And because the look had softened Baaba’s face somehow, and because Effia also knew desperation, that fruit of longing, she did as she was told.

In this quotation from Effia’s chapter, we see how Effia’s desire for Baaba’s love and approval leads to her participation in her own exile. Here, Effia agrees to keep her first menstrual cycle a secret, not realizing Baaba intends to use this information to keep Effia from marrying Abeeku. This moment demonstrates how Baaba’s abuse has made Effia passive and silent. Because Baaba is the only mother she knows, Effia is desperate for any approval from her, even at her own expense.

Her whole life Baaba had beat her and made her feel small, and she had fought back with her beauty, a silent weapon, but a powerful one, which had led her to the feet of a chief. But ultimately, her mother had won, cast her out, not only of the house but of the village entirely…

In this quotation from Effia’s chapter, she evaluates Baaba’s success in casting her out from the village. Because of the strict gender roles and Baaba’s constant antagonism, Effia’s one weapon has been her beauty, something that makes people love her, but which comes with the price of her silence. Her beauty causes Abeeku to fall for her, but it is no match for the power of Baaba’s words in the form of rumors and slander. Effia’s beauty rescues her by attracting James, but she can only keep him with silent complicity with the slave trade, symbolically alienating her from those of her own people who are sold.

“You are nothing from nowhere. No mother and now no father.” She looked at Effia’s stomach and smiled. “What can grow from nothing?”

Baaba says these cruel words to Effia when Effia returns to her village to visit Cobbe on his deathbed. Effia is the first of many characters in the novel on both sides of the family who is told by someone in a position of power that they will amount to nothing because of the circumstances of their birth. As such, Effia establishes a pattern of defying these cruel expectations by not only surviving but creating a lineage that reaches to the present day. Effia not only becomes a loving mother to Quey, but later a wise grandmother who encourages James’s bravery.

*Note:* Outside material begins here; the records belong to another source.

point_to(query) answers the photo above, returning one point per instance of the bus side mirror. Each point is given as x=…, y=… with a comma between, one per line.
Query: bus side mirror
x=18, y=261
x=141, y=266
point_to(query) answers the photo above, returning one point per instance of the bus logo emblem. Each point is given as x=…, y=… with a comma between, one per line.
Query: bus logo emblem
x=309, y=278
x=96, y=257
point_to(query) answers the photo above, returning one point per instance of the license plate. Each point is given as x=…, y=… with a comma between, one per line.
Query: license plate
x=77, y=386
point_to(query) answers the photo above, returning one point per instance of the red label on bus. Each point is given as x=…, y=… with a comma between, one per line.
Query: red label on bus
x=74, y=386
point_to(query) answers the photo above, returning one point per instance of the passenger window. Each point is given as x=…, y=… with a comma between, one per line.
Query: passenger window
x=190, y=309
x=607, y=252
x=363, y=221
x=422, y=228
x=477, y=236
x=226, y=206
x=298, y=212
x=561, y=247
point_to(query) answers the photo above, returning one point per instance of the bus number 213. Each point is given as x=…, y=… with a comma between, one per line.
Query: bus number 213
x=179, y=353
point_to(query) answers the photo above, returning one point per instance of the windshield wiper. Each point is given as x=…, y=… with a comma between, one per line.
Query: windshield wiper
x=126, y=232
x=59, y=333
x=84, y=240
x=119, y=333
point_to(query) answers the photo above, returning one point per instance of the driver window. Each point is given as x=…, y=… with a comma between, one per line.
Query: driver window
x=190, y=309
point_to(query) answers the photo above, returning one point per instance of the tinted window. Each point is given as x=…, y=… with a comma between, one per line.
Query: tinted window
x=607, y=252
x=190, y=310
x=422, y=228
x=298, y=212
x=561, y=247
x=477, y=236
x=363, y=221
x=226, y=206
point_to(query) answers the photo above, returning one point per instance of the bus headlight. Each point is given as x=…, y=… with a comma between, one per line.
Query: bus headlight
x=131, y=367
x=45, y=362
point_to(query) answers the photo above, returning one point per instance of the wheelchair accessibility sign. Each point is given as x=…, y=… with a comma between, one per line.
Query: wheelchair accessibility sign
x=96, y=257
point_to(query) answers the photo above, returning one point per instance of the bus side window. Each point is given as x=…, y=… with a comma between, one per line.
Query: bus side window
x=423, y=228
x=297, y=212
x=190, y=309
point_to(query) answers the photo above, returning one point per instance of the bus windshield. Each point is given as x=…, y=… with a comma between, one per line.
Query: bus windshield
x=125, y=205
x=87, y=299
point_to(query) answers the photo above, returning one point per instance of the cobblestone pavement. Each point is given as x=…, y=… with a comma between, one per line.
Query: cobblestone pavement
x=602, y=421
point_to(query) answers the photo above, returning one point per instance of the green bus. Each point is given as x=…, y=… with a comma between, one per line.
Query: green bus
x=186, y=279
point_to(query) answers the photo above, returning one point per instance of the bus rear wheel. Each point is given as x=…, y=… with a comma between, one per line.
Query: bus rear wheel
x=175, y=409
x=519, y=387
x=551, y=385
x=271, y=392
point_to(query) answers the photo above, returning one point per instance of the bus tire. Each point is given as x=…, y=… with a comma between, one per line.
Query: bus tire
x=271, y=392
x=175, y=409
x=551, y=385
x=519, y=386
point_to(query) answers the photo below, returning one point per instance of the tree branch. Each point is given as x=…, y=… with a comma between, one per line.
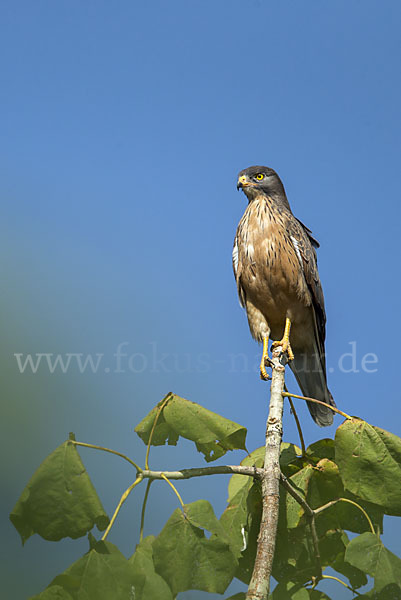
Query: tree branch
x=259, y=586
x=203, y=471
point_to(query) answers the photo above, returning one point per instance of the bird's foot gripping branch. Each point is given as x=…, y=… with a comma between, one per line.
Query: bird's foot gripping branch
x=288, y=515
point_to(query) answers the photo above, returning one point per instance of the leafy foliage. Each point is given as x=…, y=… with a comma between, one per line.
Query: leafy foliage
x=213, y=435
x=337, y=479
x=59, y=500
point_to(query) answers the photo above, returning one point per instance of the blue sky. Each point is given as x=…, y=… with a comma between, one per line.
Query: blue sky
x=123, y=129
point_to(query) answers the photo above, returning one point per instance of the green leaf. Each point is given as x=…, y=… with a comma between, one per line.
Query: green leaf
x=289, y=590
x=321, y=449
x=367, y=455
x=326, y=485
x=55, y=592
x=186, y=559
x=332, y=548
x=300, y=482
x=213, y=435
x=148, y=583
x=102, y=573
x=59, y=500
x=367, y=553
x=317, y=595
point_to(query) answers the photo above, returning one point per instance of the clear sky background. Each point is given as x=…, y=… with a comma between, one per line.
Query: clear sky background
x=123, y=127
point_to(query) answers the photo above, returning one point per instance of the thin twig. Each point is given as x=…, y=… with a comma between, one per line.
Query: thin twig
x=175, y=490
x=107, y=450
x=343, y=583
x=162, y=405
x=204, y=471
x=322, y=508
x=259, y=586
x=145, y=501
x=333, y=408
x=312, y=522
x=119, y=505
x=298, y=424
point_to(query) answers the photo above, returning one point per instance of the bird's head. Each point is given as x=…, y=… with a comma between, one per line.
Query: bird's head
x=256, y=180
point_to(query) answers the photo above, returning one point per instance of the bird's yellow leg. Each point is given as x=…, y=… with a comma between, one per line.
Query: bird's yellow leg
x=285, y=342
x=265, y=357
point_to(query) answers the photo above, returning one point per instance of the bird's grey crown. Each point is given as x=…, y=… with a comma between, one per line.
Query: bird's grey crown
x=252, y=171
x=271, y=184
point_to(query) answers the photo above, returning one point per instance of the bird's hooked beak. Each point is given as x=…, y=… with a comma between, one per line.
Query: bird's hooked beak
x=244, y=182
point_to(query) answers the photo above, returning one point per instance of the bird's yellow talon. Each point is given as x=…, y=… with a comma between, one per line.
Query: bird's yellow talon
x=285, y=342
x=265, y=358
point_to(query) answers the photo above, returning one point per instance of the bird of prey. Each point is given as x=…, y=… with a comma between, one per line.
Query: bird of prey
x=275, y=267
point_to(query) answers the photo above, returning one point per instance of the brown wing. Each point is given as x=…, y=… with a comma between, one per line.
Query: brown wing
x=304, y=244
x=237, y=273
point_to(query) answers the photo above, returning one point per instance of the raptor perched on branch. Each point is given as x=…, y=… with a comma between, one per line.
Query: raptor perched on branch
x=275, y=266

But if we do not like the person we have learned to be, should we just sit in front of our fufu, doing nothing? I think, James, that maybe it is possible to make a new way.

In this quotation from James’s chapter, Effia, now a grandmother, reveals the inner strength and wisdom she has cultivated with age. Effia can relate to James’s discomfort because she, too, was forced to follow a life path she didn’t choose. She also recognizes that her learned silence never helped her, and Quey’s following of the accepted path never made him happy. She therefore encourages James to forge his own path and break the patterns that held her and his father back.